In Figure 11, we can see the interactive "force" plots for the dominant classes from the same deployment as Figure 10, where it is shown how the model predicts these classes over time.
Figure 11.
SHAP plots showing samples’ probability of belonging to classes 3 (a), 13 (b) and 6 (c). The x axis is the time in samples; the y axis is the probability of a sample to be classified as a specific class. Blue probabilities are negative influences, and red probabilities are positive influences of a variable.
4. Discussion
In this study, we showed that by using an unsupervised approach we were able to categorize different marine shallow water soundscapes. In addition, we demonstrated that by using an automatic (supervised) approach, based on Explainable machine learning tools, we were able to characterize these categories ecologically. Our method was able to group soundscapes in different categories, which could be used to understand the spatiotemporal acoustic variations of a dataset. The obtained categories were afterwards proved to be connected to environmental parameters through an RF classifier.
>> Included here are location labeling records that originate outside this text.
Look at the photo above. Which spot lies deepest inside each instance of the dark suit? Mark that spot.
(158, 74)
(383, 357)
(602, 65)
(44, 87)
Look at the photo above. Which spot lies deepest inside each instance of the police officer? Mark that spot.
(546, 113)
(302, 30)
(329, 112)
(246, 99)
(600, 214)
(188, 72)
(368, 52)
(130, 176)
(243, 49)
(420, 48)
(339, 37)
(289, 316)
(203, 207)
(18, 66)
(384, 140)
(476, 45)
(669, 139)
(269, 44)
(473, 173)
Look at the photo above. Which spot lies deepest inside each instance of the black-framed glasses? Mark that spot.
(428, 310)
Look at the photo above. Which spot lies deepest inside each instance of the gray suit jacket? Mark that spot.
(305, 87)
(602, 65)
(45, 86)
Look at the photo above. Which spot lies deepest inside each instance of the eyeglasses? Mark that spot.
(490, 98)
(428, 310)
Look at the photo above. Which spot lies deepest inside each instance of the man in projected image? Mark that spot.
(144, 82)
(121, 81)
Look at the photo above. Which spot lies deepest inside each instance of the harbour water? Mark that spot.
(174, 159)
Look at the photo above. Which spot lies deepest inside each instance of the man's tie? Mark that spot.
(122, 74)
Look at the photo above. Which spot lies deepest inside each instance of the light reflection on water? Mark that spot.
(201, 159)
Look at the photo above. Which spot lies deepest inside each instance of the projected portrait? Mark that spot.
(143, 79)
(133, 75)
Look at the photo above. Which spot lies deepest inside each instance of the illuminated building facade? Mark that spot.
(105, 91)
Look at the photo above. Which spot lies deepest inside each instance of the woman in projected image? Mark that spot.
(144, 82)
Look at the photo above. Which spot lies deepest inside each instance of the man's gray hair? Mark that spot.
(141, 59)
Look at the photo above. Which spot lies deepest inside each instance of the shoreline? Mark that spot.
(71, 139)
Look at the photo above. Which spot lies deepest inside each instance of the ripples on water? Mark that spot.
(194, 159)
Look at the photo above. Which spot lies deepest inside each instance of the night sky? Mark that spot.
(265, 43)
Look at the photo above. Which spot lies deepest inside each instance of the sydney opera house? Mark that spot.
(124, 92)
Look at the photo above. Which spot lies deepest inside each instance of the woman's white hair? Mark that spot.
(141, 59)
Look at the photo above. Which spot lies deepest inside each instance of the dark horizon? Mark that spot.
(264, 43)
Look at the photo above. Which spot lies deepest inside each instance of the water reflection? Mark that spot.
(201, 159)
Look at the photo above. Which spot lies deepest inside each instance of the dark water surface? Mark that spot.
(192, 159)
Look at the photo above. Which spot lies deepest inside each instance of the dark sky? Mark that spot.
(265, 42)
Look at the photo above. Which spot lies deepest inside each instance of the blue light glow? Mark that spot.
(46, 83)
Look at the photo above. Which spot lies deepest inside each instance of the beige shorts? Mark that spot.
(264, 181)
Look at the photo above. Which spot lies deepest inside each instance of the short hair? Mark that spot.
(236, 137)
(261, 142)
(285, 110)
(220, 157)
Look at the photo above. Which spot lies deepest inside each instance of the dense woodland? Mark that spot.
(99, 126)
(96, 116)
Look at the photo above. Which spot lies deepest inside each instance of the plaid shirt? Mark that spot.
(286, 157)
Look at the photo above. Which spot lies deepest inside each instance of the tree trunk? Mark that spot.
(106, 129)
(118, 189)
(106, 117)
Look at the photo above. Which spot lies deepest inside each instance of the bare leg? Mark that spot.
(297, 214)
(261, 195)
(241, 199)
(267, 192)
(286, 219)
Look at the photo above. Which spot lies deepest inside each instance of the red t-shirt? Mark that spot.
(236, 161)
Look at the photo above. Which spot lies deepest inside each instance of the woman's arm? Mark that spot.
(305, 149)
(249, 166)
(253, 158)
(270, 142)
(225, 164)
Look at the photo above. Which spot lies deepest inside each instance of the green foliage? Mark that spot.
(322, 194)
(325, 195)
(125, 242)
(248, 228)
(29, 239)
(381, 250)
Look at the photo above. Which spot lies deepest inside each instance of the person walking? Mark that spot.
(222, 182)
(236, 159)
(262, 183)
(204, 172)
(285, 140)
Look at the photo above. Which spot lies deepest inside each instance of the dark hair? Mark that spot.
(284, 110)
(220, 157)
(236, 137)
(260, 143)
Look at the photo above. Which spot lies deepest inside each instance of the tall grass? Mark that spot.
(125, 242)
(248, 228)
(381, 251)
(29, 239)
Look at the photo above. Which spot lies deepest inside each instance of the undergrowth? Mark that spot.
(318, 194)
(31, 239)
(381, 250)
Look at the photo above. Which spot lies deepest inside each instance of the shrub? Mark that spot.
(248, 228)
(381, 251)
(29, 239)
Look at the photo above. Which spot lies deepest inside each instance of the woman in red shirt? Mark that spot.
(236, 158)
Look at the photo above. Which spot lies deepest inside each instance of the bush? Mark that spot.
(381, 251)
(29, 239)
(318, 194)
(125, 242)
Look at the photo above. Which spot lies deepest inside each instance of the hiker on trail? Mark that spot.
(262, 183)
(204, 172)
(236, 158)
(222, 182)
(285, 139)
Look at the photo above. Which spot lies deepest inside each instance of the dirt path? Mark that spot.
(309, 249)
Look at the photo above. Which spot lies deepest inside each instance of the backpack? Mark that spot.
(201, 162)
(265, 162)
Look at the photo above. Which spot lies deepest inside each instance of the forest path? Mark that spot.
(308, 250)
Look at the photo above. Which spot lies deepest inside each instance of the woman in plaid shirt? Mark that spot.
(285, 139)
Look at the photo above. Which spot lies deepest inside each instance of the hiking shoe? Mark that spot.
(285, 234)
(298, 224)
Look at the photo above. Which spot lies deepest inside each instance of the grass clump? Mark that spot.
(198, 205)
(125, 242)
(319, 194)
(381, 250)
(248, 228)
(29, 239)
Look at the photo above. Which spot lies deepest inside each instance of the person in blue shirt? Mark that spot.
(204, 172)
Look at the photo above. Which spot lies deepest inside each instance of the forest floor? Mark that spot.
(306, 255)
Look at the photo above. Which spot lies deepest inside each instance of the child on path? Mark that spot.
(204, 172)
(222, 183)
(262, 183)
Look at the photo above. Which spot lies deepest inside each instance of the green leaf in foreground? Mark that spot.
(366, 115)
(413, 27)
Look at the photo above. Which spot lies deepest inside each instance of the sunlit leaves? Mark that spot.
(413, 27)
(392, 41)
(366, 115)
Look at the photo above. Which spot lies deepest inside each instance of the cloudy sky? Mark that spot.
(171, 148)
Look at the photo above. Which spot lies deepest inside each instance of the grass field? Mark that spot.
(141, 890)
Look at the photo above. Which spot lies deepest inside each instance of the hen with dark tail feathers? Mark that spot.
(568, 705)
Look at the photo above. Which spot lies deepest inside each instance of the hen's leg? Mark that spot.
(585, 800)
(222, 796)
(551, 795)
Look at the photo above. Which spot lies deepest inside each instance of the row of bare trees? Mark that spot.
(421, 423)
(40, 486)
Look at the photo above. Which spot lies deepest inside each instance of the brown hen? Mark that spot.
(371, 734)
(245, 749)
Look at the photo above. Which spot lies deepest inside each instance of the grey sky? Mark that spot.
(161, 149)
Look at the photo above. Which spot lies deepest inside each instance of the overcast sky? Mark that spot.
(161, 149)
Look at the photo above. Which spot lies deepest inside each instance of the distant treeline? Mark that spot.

To understand the predictions made by the trained RF, SHAP values were used: this allowed for the assessment of the main environmental parameters shaping the acoustic categories in general, but also per category, which provided a practical ecological profile for each soundscape category.
Our results show that the acoustic data analyzed by UMAP and DBSCAN clustered mostly in clear, independent groups. This indicates that there were major and quantifiable differences in BPNS’ underwater soundscapes, and that one-third octave bands encoded enough information to capture these dissimilarities. This was an advantage, due to the current availability of built-in implementations in some recorders, and the different available tools to compute them. We chose the frequency band of study to capture the sound sources of interest, but increasing the frequency range could lead to new clusters. The chosen frequency band captured enough information to obtain distinct clusters, even though increasing the frequency range might have increased the number of clusters. Furthermore, similar artifact sounds clustered together. This was in line with findings from Sethi et al. (2020), where artifacts could be detected by using an unsupervised clustering technique. Accordingly, the semi-supervised process used in this study could be applied to detecting artifacts in acoustic datasets. This would be especially useful for long-term deployments, where exhaustive manual analysis is too time consuming, and it would be a rapid solution for detecting instrument malfunction events.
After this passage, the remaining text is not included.